[ Machine learning : Predict output number from input vector trained "matched" ]
I would know if its possible in maths to predict output number from multiple samples given with input vectors.
I really dont know how to explain this so I will give you an example : The vector will be like [hours studied, sleep hours] and output is the score at a school test :
x.train(100, [5, 8])
x.train(0, [0, 0])
x.predict([2.5, 4]) // should return 50 (because inputs are the half)
x.predict([5, 8]) // should return 100
x.predict([0, 0]) // should return 0
Sorry if I am not clear enought .. If you can understand what I mean do you know a Python or PHP library that can do that and an example of how to use it ?
Thank you very much and have a great day !
Answer 1
Using scikit-learn
you can do:
from sklearn import linear_model
clf = linear_model.LinearRegression()
clf.fit([[5, 8], [0 , 0]], [100, 0])
print(clf.predict([[2.5, 4], [5, 8], [0, 0]]))
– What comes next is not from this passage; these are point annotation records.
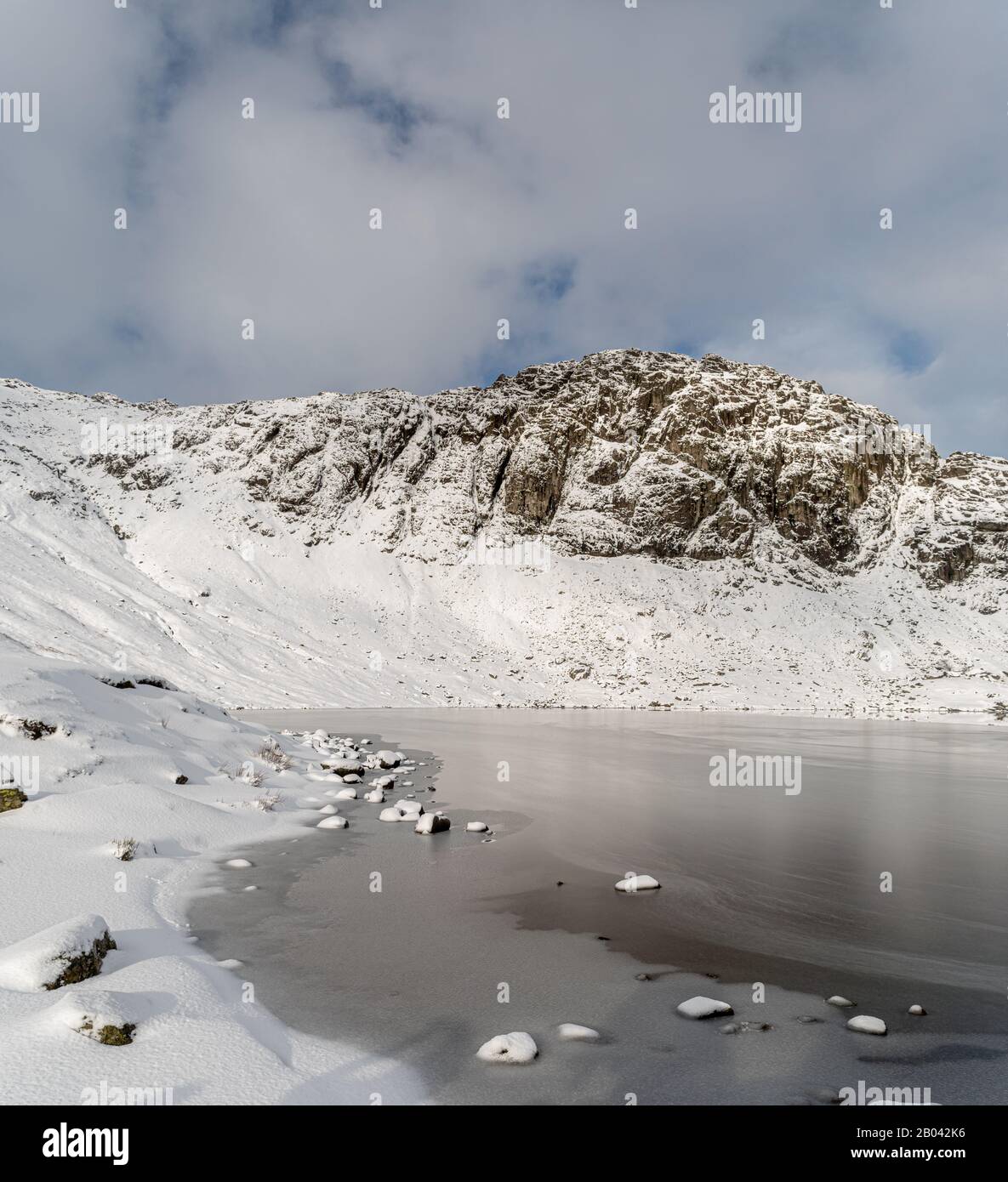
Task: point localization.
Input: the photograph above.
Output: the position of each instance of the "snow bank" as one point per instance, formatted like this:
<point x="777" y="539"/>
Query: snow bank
<point x="60" y="955"/>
You should be aware of the chance of over/underfitting. You might want to consider using polynomial features which would increase the complexity of your model and thus increasing the change of better prediction but don't pick too complex features (in this case high polynomial degree) since it would surely lead you to overfitting. Try to find a trade-off between the two by using cross-validation.
Consider also using Ridge or Lasso which natively deal with overfitting.